Hurricane Irma: Northeast Florida Can Expect Wind, Flooding, Tornadoes
On Saturday, Jacksonville-based National Weather Service meteorologist Angie Enyedi said although Hurricane Irma has shifted west, people in Northeast Florida should remember the storm is hundreds of miles in diameter.
“We are still within impacts from Irma,” Enyedi said. “Strong winds, widespread across the county. Again, not Matthew. It’s not going to stay just along the immediate coast.”
She said Jacksonville and surrounding areas can expect sustained winds of 40 to 60 mph. That could cause extensive tree, power line and some structural damage as well as a lot of debris on roadways, she said.
Jacksonville Mayor Lenny Curry said, beginning Monday morning through midday, to expect oceanfront areas to experience 50 to 60 mph winds with gusts up to 80 mph. Downtown could experience 40 to 50 mph winds, and the St. Johns River could see gusts of 75 mph.
“I want people to stop and think about what that kind of speed means,” Curry said. “Even here on the low end of 40 mph, imagine something hitting you at 40 mph, and friends, this could go on for 12 hours.”
Jacksonville Sheriff Mike Williams said Jacksonville’s major bridges, like the Hart, Matthews and Dames Point, will close when there is a sustained wind of 40 mph.
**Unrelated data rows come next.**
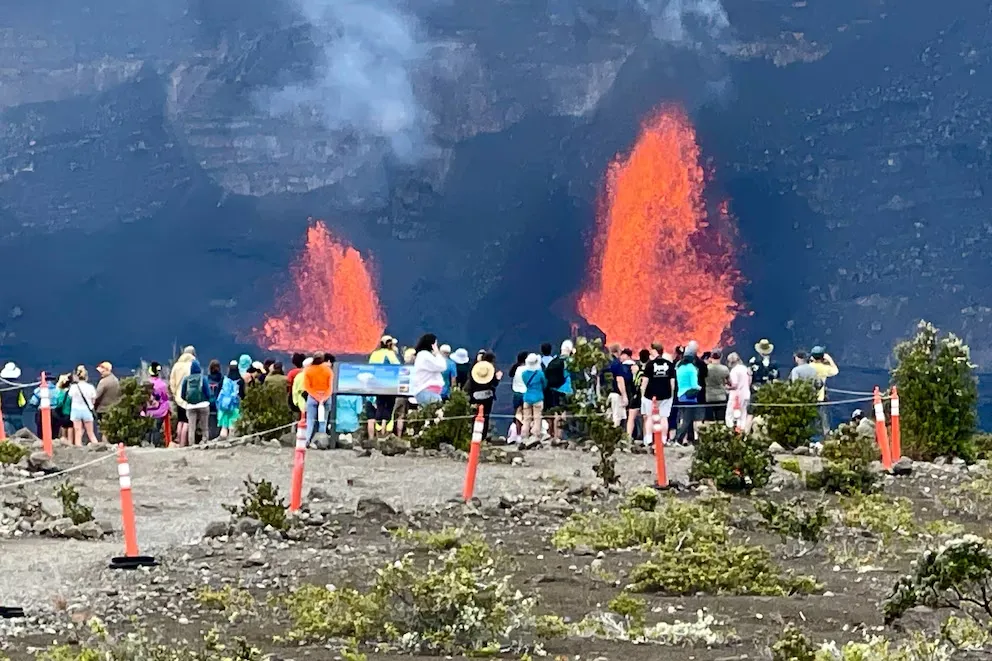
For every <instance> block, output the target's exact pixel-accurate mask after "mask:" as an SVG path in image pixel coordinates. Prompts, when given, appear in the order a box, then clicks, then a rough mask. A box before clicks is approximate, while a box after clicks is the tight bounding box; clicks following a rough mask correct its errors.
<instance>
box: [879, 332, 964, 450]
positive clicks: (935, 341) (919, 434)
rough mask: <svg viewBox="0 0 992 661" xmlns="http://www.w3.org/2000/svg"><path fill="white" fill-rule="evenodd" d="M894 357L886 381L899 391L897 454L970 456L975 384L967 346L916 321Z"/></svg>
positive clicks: (959, 338)
mask: <svg viewBox="0 0 992 661" xmlns="http://www.w3.org/2000/svg"><path fill="white" fill-rule="evenodd" d="M895 358H896V367H895V369H893V370H892V385H894V386H896V387H898V389H899V404H900V411H899V414H900V423H901V430H902V449H903V454H906V455H907V456H909V457H912V458H913V459H918V460H922V461H932V460H933V459H934V458H935V457H938V456H955V457H961V458H962V459H965V460H966V461H971V460H973V459H974V458H975V448H974V446H973V445H972V444H971V442H970V441H971V438H972V435H973V434H974V433H975V428H976V426H977V423H978V412H977V405H978V382H977V379H976V378H975V374H974V368H975V366H974V365H972V364H971V352H970V351H969V349H968V346H967V345H966V344H965V343H964V342H962V341H961V339H960V338H958V337H957V336H955V335H954V334H948V335H946V336H944V337H941V336H940V334H939V331H938V330H937V329H936V328H934V326H933V325H932V324H929V323H927V322H925V321H921V322H920V324H919V326H918V327H917V332H916V336H915V337H914V338H913V339H912V340H908V341H906V342H902V343H900V344H899V345H897V346H896V348H895Z"/></svg>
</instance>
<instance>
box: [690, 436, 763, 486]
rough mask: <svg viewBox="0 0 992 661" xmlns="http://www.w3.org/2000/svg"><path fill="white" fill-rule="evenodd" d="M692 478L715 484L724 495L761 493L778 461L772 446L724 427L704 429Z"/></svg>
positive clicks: (691, 467) (690, 474) (692, 461)
mask: <svg viewBox="0 0 992 661" xmlns="http://www.w3.org/2000/svg"><path fill="white" fill-rule="evenodd" d="M698 437H699V438H698V444H697V445H696V453H695V454H694V455H693V457H692V467H691V468H690V469H689V478H690V479H692V480H706V479H710V480H713V481H714V483H715V484H716V487H717V488H718V489H721V490H723V491H746V490H749V489H760V488H761V487H763V486H765V485H766V484H768V480H769V478H770V477H771V475H772V467H773V466H774V464H775V457H774V456H772V453H771V452H769V451H768V443H767V442H766V441H763V440H759V439H757V438H755V437H754V436H752V435H750V434H746V433H740V432H737V431H735V430H733V429H730V428H729V427H727V426H726V425H722V424H710V425H703V427H702V428H701V429H700V431H699V434H698Z"/></svg>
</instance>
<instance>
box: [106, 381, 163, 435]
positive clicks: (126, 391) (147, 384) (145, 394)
mask: <svg viewBox="0 0 992 661" xmlns="http://www.w3.org/2000/svg"><path fill="white" fill-rule="evenodd" d="M151 394H152V386H151V384H150V383H146V384H141V383H138V380H137V379H135V378H134V377H128V378H126V379H121V399H120V401H119V402H117V403H116V404H114V405H113V406H111V407H110V408H109V409H108V410H107V412H106V413H105V414H104V416H103V418H102V420H101V421H100V430H101V432H102V433H103V434H104V435H105V436H106V437H107V440H108V441H109V442H111V443H123V444H124V445H128V446H132V445H140V444H141V442H142V441H144V440H146V439H147V438H148V434H149V432H151V431H152V429H154V428H155V420H154V419H152V418H147V417H143V416H142V415H141V412H142V411H144V410H145V406H146V405H147V404H148V400H149V399H150V398H151Z"/></svg>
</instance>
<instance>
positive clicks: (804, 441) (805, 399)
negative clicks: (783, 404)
mask: <svg viewBox="0 0 992 661" xmlns="http://www.w3.org/2000/svg"><path fill="white" fill-rule="evenodd" d="M815 402H816V389H814V388H813V384H812V383H810V382H809V381H770V382H768V383H766V384H763V385H762V386H760V387H759V388H758V389H757V390H755V391H754V397H753V398H752V400H751V403H752V406H753V409H754V415H755V416H760V417H761V419H762V420H763V424H764V426H763V427H762V429H763V436H764V437H766V441H767V442H768V443H778V444H779V445H781V446H782V447H783V448H785V449H786V450H792V449H794V448H797V447H799V446H801V445H809V442H810V441H811V440H813V437H814V436H816V435H817V433H819V431H820V428H819V420H820V416H819V414H818V413H817V410H816V406H813V404H815ZM768 404H775V405H778V404H789V405H790V406H768ZM794 404H810V406H792V405H794Z"/></svg>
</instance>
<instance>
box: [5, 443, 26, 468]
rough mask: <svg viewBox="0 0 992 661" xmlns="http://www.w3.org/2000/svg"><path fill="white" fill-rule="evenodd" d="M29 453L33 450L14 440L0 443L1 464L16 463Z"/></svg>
mask: <svg viewBox="0 0 992 661" xmlns="http://www.w3.org/2000/svg"><path fill="white" fill-rule="evenodd" d="M29 454H31V451H30V450H28V449H27V448H26V447H24V446H23V445H21V444H19V443H14V442H13V441H6V442H4V443H0V464H16V463H17V462H19V461H20V460H21V459H23V458H24V457H26V456H28V455H29Z"/></svg>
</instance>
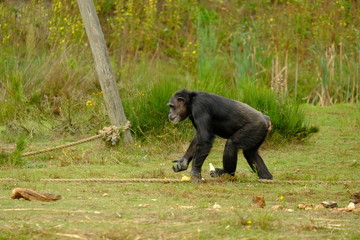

He expects that to happen at some point Sunday for probably a 12-hour duration.
“When that occurs we will close the bridges in both directions,” Williams said. “Law enforcement will be at the bases of the bridges and will not allow anyone to cross.”
Enyedi said in addition to wind damage, flooding is likely across the county, with 10-to-15 inches of rain expected.
And storm surge could be up to 4 feet in oceanfront areas and 1-to-3 feet along St. Johns River.
Enyedi said Riverside, San Marco and parts of downtown are most at risk of river surge.
Jacksonville will also be under the threat of tornadoes starting as early at midday Sunday.